Student accommodation manager and developer Unite Group reported a “strong” financial performance in its first half, with EPRA earnings up 12% to £40.4m, or 18p per share.

The FTSE 250 firm said profit before tax in the six months to 30 June was down to £83.9m from £122.8m, with basic earnings per share falling to 36.7p from 48.3p year-on-year, which it put down to a lower level of revaluation surplus as a result of yield compression in 2016.

It still declared a 22% increase in the interim dividend to 7.3p per share, maintaining its policy of distributing 75% of full-year recurring EPRA earnings by way of dividends each year.

Its EPRA net asset value per share was 4% ahead to 669p, and the company reduced its leverage to 30% loan-to-value, with net debt at £696m, compared to a 34% leverage and £776m debt at the start of the period.

“It has been a highly active and successful first half of the year in which we have aligned the portfolio to the strongest universities and enhanced the service we provide, based on our unique insight into the needs of today's students,” said chief executive Richard Smith.

“Our high levels of service combined with our quality properties in attractive locations have resulted in continued demand from both first, second and third year students as well as from our University partners, with reservations currently at record levels of 91% for the 2017/18 academic year.”

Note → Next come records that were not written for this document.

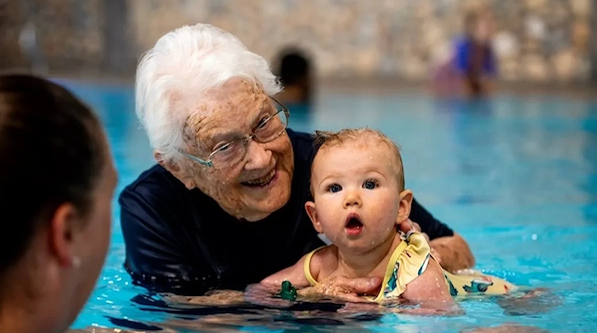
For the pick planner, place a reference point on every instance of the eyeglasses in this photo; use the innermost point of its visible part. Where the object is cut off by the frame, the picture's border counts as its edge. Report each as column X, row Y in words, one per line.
column 229, row 154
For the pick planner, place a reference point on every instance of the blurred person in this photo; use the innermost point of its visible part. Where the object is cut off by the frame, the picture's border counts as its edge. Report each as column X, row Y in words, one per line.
column 472, row 68
column 295, row 74
column 475, row 59
column 57, row 181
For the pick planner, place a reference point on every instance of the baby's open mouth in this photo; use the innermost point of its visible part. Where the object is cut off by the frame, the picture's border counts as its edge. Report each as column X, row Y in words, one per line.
column 353, row 226
column 263, row 181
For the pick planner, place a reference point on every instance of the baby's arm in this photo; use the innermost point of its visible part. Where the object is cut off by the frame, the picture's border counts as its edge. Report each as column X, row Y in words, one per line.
column 430, row 291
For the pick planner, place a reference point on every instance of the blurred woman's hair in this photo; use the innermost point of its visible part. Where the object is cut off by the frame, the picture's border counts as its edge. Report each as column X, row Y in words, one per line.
column 52, row 152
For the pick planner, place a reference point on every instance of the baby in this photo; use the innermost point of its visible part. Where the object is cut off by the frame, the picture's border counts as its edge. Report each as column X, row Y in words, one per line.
column 359, row 201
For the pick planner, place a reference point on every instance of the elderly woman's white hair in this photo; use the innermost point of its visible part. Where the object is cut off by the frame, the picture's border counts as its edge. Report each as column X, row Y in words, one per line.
column 184, row 64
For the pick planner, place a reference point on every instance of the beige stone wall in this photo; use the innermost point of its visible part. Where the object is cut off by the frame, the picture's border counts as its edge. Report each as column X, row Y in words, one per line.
column 536, row 40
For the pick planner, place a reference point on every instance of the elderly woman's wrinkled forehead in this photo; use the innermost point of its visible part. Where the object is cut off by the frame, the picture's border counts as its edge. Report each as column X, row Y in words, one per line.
column 224, row 108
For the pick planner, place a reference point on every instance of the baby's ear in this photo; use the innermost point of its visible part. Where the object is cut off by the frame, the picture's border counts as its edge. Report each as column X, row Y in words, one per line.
column 406, row 199
column 312, row 212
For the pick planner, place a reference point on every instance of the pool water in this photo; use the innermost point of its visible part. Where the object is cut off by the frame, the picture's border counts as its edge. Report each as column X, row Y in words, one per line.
column 516, row 176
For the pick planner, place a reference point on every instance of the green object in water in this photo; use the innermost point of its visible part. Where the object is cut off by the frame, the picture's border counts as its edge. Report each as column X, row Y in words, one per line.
column 288, row 291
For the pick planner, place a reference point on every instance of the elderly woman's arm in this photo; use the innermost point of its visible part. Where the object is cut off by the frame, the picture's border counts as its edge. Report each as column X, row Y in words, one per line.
column 452, row 250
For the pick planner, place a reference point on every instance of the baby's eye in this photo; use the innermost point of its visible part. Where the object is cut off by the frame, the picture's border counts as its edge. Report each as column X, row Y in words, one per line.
column 334, row 188
column 370, row 184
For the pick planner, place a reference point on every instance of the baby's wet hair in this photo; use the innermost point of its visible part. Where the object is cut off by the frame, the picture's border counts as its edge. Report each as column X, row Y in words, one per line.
column 323, row 139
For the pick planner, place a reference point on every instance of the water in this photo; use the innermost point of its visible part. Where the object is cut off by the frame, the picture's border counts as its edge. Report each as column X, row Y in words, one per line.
column 516, row 176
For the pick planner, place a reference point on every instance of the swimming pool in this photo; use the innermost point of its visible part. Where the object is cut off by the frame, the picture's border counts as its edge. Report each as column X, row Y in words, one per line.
column 516, row 176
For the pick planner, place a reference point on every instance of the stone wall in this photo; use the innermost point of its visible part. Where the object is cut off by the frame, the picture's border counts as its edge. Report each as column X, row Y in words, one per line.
column 536, row 40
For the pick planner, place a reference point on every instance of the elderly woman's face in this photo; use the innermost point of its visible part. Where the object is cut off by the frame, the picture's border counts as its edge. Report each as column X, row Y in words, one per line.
column 258, row 182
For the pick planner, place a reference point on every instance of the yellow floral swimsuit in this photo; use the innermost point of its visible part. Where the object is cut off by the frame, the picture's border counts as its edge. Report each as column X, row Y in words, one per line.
column 410, row 259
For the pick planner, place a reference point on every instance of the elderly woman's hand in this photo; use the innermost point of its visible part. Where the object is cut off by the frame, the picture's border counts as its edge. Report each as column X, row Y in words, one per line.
column 344, row 289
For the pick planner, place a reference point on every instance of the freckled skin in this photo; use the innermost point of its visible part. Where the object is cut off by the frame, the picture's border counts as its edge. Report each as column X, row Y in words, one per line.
column 234, row 108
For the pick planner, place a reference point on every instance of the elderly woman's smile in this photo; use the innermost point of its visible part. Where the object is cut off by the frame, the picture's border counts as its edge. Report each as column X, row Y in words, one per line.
column 238, row 151
column 262, row 182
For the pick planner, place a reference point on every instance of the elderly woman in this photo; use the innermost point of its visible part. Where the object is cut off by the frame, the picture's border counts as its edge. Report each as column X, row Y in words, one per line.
column 224, row 205
column 57, row 181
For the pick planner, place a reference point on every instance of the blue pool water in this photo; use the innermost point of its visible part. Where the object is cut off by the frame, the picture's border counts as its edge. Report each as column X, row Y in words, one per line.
column 516, row 176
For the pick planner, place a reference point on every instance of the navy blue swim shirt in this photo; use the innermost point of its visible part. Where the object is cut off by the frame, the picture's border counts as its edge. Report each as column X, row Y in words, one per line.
column 181, row 241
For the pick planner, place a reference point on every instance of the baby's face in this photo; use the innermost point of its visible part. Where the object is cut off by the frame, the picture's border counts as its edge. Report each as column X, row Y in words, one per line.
column 356, row 193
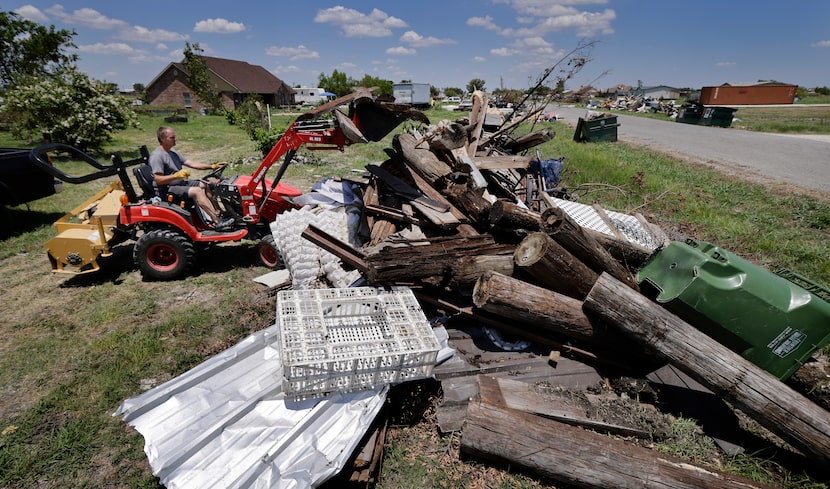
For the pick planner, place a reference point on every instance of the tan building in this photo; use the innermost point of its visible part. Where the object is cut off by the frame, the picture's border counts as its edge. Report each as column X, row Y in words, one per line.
column 234, row 80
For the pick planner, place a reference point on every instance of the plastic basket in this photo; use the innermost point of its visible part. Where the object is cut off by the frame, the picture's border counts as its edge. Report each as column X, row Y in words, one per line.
column 352, row 339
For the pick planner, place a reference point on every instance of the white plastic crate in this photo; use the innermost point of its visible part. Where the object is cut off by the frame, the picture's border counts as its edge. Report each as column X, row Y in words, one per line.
column 351, row 339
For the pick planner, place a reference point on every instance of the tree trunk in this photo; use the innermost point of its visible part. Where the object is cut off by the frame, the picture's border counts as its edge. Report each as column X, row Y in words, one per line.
column 755, row 392
column 423, row 161
column 554, row 267
column 431, row 262
column 507, row 216
column 561, row 227
column 539, row 308
column 579, row 457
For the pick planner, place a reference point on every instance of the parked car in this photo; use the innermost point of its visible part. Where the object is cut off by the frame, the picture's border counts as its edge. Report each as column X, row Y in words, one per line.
column 464, row 106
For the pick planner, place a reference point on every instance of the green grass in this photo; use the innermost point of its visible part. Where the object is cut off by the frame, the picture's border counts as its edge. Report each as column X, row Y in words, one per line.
column 72, row 349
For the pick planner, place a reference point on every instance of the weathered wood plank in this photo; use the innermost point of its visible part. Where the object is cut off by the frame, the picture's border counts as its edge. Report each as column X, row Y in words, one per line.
column 761, row 396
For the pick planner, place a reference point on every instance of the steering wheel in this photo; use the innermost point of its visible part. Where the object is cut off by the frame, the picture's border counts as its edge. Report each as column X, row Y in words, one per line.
column 217, row 173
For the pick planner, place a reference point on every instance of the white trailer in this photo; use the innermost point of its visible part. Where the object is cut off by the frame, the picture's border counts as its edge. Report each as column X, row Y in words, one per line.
column 309, row 96
column 414, row 94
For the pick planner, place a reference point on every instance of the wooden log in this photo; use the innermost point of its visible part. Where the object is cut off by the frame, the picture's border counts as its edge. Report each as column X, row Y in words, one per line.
column 421, row 160
column 544, row 309
column 471, row 203
column 528, row 141
column 758, row 394
column 554, row 267
column 432, row 262
column 468, row 269
column 477, row 115
column 507, row 216
column 561, row 227
column 579, row 457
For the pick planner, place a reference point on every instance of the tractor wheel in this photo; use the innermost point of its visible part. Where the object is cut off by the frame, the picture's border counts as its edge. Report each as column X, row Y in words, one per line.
column 268, row 253
column 164, row 254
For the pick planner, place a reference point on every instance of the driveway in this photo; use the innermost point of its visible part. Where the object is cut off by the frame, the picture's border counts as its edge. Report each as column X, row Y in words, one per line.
column 803, row 161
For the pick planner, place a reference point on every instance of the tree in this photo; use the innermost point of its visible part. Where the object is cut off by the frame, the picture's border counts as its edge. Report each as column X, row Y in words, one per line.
column 69, row 108
column 28, row 50
column 384, row 86
column 199, row 79
column 338, row 83
column 475, row 84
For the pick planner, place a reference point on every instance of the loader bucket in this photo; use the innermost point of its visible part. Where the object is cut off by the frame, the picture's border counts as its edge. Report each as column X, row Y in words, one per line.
column 377, row 119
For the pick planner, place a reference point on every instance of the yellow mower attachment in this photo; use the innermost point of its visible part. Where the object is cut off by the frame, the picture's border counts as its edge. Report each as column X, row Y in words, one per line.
column 85, row 232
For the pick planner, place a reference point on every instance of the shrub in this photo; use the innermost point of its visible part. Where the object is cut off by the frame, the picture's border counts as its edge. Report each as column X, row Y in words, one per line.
column 69, row 108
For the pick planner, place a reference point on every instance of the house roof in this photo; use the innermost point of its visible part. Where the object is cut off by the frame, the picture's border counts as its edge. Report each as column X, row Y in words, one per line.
column 243, row 77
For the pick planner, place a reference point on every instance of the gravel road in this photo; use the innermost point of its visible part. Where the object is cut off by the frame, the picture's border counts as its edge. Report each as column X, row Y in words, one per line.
column 803, row 161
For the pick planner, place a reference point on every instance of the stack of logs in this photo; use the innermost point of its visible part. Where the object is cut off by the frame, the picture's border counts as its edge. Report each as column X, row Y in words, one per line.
column 449, row 216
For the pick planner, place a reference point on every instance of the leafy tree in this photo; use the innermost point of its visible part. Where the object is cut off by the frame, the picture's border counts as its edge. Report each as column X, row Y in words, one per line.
column 338, row 83
column 475, row 84
column 70, row 108
column 28, row 49
column 384, row 86
column 199, row 78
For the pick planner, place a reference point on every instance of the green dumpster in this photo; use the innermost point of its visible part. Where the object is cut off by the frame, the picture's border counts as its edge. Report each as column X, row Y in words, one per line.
column 717, row 116
column 768, row 318
column 596, row 129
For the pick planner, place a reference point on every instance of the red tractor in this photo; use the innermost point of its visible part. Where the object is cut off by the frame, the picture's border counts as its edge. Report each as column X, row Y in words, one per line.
column 167, row 234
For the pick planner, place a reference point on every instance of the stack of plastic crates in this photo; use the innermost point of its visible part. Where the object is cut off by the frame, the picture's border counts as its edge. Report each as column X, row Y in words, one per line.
column 351, row 339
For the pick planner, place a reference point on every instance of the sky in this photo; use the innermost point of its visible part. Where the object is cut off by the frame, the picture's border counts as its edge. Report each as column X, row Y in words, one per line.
column 506, row 43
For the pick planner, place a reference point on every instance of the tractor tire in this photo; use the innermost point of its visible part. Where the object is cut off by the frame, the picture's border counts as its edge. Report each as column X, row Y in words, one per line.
column 268, row 253
column 164, row 254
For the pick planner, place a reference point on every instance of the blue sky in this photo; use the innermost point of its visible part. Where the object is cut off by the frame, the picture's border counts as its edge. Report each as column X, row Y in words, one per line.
column 506, row 43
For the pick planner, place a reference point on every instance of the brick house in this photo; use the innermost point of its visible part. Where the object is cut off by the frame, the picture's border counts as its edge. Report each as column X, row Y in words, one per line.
column 234, row 80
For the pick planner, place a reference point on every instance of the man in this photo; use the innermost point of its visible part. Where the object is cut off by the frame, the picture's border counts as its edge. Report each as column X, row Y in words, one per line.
column 170, row 176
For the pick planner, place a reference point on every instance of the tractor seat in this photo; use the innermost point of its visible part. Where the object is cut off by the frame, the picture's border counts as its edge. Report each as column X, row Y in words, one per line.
column 144, row 176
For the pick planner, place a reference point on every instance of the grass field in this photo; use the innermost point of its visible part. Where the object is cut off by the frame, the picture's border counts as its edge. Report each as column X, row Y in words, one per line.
column 73, row 348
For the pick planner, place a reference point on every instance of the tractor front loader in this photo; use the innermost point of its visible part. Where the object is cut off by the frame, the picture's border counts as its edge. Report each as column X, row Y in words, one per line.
column 166, row 234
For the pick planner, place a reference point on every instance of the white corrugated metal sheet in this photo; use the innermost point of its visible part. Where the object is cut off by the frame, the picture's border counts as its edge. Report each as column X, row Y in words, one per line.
column 226, row 423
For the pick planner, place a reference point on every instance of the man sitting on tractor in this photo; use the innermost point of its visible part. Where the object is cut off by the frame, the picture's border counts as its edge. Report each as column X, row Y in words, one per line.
column 170, row 177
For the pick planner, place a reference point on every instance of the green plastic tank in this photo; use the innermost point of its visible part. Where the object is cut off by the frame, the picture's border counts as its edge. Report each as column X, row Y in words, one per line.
column 769, row 319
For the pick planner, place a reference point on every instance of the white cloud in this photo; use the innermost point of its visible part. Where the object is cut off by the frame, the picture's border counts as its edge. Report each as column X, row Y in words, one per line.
column 119, row 48
column 354, row 23
column 86, row 17
column 414, row 39
column 503, row 52
column 292, row 53
column 30, row 12
column 218, row 26
column 485, row 22
column 139, row 33
column 401, row 51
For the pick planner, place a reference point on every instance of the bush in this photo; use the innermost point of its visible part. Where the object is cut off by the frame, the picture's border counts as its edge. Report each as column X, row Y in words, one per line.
column 69, row 108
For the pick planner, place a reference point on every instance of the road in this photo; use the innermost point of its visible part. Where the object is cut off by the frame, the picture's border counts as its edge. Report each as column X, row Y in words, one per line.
column 803, row 161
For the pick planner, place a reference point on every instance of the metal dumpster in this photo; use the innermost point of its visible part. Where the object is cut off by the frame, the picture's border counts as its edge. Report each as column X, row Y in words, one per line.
column 690, row 113
column 767, row 318
column 597, row 129
column 717, row 116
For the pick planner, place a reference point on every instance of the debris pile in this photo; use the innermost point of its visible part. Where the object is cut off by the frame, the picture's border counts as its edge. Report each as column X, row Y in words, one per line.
column 538, row 296
column 476, row 229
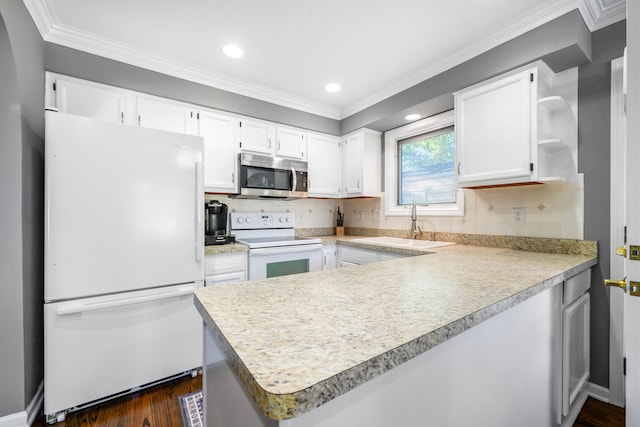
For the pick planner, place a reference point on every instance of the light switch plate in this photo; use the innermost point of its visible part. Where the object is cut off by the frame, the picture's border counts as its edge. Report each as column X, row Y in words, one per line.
column 518, row 215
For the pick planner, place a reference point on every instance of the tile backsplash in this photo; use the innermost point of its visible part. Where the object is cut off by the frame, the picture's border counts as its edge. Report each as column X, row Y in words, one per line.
column 552, row 210
column 309, row 213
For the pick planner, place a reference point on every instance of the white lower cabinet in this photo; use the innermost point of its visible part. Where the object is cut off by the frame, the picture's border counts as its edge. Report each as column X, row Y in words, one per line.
column 574, row 330
column 225, row 268
column 349, row 256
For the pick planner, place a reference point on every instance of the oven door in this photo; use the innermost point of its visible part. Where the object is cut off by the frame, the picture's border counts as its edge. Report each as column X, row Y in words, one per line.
column 284, row 260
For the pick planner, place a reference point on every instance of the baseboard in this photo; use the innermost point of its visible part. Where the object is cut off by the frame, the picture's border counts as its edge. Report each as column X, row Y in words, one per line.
column 589, row 389
column 14, row 420
column 596, row 391
column 27, row 417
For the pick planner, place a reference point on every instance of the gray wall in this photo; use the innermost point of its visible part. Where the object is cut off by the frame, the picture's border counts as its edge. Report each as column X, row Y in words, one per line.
column 594, row 96
column 563, row 43
column 75, row 63
column 21, row 213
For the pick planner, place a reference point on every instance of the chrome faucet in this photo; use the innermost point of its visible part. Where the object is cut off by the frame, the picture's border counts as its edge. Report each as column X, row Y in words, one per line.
column 415, row 229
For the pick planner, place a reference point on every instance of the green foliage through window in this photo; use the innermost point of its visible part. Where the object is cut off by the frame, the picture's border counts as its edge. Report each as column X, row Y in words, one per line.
column 426, row 168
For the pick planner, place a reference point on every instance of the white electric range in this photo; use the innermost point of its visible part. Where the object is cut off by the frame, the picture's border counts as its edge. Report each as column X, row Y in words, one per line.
column 274, row 250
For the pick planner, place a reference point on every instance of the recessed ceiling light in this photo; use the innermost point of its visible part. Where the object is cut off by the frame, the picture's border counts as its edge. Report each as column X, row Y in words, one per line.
column 332, row 87
column 232, row 51
column 413, row 116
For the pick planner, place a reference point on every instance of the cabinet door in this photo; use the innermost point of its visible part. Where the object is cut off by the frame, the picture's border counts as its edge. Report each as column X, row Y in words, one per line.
column 165, row 115
column 88, row 100
column 352, row 152
column 325, row 166
column 257, row 137
column 575, row 350
column 220, row 153
column 291, row 143
column 493, row 130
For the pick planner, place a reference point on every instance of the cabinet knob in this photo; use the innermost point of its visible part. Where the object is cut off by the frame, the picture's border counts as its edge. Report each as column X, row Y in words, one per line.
column 617, row 283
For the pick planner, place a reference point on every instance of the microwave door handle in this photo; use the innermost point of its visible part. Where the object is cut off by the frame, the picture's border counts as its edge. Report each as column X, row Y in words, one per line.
column 294, row 180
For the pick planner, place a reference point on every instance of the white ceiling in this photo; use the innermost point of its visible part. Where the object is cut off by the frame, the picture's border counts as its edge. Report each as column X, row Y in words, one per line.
column 372, row 48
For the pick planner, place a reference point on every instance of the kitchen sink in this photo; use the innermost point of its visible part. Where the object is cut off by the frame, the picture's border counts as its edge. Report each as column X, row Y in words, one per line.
column 402, row 243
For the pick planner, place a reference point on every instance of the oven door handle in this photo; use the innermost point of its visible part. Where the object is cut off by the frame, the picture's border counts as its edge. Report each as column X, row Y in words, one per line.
column 294, row 179
column 285, row 250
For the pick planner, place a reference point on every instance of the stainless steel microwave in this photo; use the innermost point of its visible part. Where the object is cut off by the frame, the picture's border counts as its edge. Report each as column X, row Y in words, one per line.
column 263, row 177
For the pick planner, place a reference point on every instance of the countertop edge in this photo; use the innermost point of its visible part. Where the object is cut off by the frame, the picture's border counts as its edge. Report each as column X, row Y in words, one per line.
column 284, row 406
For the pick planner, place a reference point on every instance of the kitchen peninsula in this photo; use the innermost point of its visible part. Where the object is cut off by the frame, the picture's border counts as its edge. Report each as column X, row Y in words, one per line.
column 461, row 336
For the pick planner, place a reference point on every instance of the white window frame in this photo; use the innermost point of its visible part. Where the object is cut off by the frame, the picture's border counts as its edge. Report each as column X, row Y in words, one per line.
column 391, row 140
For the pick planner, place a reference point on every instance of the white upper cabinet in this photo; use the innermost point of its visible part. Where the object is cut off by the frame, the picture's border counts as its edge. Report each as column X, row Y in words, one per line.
column 266, row 138
column 361, row 164
column 516, row 128
column 291, row 143
column 325, row 167
column 257, row 137
column 166, row 115
column 90, row 100
column 220, row 151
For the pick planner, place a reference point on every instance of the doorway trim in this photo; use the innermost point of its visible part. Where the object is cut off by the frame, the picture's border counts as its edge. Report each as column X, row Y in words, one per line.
column 617, row 233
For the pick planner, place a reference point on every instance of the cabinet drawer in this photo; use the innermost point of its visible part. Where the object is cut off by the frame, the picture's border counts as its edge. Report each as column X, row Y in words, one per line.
column 225, row 263
column 576, row 286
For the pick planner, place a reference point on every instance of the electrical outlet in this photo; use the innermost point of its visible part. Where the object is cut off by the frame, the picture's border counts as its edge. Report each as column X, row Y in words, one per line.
column 518, row 215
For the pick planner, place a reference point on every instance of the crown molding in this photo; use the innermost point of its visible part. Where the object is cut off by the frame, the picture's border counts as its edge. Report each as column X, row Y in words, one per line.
column 598, row 14
column 53, row 31
column 514, row 30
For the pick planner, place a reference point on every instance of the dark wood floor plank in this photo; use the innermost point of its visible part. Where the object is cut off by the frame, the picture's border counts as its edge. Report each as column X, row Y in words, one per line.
column 596, row 413
column 159, row 407
column 154, row 407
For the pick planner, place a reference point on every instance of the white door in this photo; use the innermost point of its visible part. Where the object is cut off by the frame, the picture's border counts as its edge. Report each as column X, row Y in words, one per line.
column 220, row 151
column 618, row 212
column 257, row 137
column 123, row 208
column 165, row 115
column 632, row 334
column 290, row 143
column 96, row 347
column 325, row 166
column 493, row 130
column 89, row 100
column 352, row 154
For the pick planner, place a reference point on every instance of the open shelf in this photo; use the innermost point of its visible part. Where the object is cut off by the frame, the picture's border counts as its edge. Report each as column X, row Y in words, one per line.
column 552, row 145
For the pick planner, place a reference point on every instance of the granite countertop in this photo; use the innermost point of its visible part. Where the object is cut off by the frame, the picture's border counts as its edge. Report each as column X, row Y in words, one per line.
column 299, row 341
column 225, row 249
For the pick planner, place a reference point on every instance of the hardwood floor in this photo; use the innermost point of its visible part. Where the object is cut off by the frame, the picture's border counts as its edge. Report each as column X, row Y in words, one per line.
column 159, row 407
column 595, row 413
column 154, row 407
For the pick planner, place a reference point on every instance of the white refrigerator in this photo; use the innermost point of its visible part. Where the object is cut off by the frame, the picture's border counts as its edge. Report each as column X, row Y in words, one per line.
column 123, row 254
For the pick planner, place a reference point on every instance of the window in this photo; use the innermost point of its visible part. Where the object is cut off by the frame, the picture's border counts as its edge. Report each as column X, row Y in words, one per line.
column 425, row 168
column 420, row 165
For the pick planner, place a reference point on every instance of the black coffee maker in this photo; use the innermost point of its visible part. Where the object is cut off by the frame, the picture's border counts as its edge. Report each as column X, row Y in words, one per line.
column 215, row 224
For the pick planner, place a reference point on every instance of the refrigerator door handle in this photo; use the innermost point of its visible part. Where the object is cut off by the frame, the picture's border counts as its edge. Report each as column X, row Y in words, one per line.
column 199, row 213
column 83, row 308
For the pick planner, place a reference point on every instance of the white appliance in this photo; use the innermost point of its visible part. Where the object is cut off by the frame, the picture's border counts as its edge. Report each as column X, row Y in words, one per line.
column 274, row 250
column 123, row 254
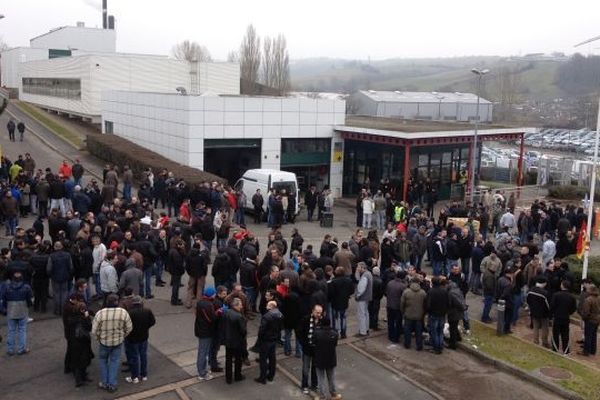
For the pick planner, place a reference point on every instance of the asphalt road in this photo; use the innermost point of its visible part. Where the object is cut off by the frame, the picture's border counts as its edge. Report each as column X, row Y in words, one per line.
column 366, row 369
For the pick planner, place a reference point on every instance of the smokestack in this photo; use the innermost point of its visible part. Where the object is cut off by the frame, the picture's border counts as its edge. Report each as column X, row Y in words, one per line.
column 104, row 14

Unite said 91% of its rooms were reserved as at 25 July for the 2017/18 academic year, up marginally from 89% at the same time last year.

Those reservations were at pricing that supported full-year rental growth of between 3% and 3.5%, the board claimed, with 59% of rooms let under nominations agreements with an average unexpired term of six years.

The company said it had increased its alignment to the “strongest” universities and enhanced its portfolio following disposals of £472m during the year, of which Unite’s share was £181m, generating a profit on sale of £5m on a see-through basis.

It also acquired of Aston University's 3,100-bed student village for £227m during the half, with Unite’s share being £113m, which was enhanced by a 2017/18 nominations agreement, the board said.

It also reported “continued enhancement” in its customer service through the 'Living with Unite' app, and initiatives to address the “major needs” of students.

“Safety and fire safety is a key priority for us,” Richard Smith said.

“Our buildings are specifically designed for students and have a wide range of fire detection and prevention measures in place, supported by our fire management processes and fully trained staff.

“Following the tragedy at Grenfell Tower, we have completed a full review of fire safety of our estate, together with advice and support from the relevant local fire authorities, our buildings remain safe for occupation.”

Student numbers remained strong, with applicants expected to outnumber university acceptances by around 150,000 in the 2017/18 academic year.

The company also claimed a focus on operational efficiencies was delivering £5m in full-year savings, of which Unite’s share would be £3.8m, to deliver cost efficiency targets in 2018 and fund ongoing customer service enhancements.

Unite’s development pipeline, which it described as “highly accretive”, currently contained more than 8,500 beds with stable rental growth, which the board said could add between 14p and 16p to earnings over the next few years.

“Looking ahead, our market leading brand, scalable operating platform and active development pipeline leave us on track to deliver earnings and dividend growth for the full year,” Richard Smith added.